The initial treatment was performed at Tennova Turkey Creek Medical Center in Farragut, Tennessee, by Cardiac Catheterisation Lab director Malcolm Foster.
This step is crucial for introducing the Hēlo PE Thrombectomy System to the US market, potentially offering a new management option for PE.
The trial will evaluate the safety and efficacy of the latest version of Hēlo, which now includes a new accessory device designed to enhance clot engagement and blood loss management.
The first subject enrolment follows the completion of a feasibility phase with 25 patients.
Foster said: “The integration of this new feature into the Hēlo System marks an impressive advancement, providing invaluable feedback that supports safe navigation for engaging target clot and helps to minimise blood loss throughout thrombectomy procedures.”
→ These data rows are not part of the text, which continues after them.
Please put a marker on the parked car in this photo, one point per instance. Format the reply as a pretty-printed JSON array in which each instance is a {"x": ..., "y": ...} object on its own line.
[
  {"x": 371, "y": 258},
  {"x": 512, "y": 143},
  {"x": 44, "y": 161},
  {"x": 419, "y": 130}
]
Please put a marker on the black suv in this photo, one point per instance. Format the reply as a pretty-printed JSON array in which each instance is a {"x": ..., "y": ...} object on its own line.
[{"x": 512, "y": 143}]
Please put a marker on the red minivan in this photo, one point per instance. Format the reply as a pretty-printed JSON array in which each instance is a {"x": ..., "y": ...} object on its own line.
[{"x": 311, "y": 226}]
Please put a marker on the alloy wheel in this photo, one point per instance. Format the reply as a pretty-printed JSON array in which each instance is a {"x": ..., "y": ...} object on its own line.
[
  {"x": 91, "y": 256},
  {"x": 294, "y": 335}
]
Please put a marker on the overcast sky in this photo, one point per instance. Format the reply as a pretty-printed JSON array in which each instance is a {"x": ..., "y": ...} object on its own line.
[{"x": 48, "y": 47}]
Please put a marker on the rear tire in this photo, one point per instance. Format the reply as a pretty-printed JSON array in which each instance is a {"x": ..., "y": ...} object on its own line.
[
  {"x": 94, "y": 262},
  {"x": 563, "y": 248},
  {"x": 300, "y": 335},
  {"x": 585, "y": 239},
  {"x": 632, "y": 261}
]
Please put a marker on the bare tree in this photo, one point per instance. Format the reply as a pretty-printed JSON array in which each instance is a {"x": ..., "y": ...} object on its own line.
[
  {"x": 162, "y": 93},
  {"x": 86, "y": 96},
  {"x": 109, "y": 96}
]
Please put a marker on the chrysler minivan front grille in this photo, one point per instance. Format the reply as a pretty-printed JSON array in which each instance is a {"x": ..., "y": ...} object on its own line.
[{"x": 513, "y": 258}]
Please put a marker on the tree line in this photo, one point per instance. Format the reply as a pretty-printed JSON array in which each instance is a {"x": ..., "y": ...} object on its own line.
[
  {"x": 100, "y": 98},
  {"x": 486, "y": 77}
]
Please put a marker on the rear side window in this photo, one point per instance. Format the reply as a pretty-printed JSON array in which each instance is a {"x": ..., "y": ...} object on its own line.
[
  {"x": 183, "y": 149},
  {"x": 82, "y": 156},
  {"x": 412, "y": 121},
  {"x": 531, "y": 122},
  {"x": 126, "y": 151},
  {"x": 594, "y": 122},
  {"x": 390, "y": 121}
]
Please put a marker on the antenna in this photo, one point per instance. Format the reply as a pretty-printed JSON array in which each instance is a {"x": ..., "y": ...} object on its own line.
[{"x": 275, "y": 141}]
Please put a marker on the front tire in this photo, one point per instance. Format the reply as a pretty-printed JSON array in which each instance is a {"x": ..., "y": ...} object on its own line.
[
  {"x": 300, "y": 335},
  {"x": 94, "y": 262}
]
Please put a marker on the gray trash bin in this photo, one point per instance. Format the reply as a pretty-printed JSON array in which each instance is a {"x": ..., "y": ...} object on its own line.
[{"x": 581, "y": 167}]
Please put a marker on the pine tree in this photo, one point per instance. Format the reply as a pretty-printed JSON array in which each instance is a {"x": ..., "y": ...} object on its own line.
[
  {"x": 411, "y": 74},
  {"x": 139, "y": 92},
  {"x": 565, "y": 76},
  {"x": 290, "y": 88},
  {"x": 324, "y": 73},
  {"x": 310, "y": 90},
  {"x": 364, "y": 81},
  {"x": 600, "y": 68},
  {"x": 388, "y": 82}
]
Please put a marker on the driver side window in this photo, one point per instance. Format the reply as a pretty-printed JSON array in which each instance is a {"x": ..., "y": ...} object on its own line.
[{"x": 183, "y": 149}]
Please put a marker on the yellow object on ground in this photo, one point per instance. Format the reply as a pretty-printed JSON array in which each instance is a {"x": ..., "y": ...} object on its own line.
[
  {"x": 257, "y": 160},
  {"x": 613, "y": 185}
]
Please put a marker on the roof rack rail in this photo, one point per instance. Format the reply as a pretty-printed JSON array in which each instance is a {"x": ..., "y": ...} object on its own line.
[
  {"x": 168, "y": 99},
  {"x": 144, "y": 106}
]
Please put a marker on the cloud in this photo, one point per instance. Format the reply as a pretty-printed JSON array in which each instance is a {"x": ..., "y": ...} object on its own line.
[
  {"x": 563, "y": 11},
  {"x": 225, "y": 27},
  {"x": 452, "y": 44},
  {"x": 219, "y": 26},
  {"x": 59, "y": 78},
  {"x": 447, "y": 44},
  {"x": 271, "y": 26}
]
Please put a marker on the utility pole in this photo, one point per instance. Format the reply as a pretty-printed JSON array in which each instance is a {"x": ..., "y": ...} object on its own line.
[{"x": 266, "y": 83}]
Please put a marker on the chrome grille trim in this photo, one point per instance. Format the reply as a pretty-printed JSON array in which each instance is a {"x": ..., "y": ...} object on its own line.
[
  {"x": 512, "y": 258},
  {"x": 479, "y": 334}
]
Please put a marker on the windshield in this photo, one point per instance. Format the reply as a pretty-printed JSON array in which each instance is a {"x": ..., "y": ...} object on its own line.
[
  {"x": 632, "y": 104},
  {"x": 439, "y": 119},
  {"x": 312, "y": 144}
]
PE, often caused by a blood clot originating in the legs known as deep vein thrombosis, remains a serious health issue with a high mortality rate.
Recent studies such as one from Michigan Medicine highlight the unchanged and persistent challenge posed by PE, underscoring the need for innovative treatment methods.
E2 CEO Mike Rosenthal said: “This first procedure represents a critical milestone for our company as the ENGULF trial is a reflection of our commitment to advancing the field of thrombectomy and has been initiated ahead of schedule.”
Last month, the US Food and Drug Administration granted an investigational device exemption approval for E2 to begin the trial investigating its Hēlo Thrombectomy System.
Founded in 2019, the US-based startup has reported positive initial results from 15 patients in the ENGULF feasibility study, paving the way for the current pivotal trial.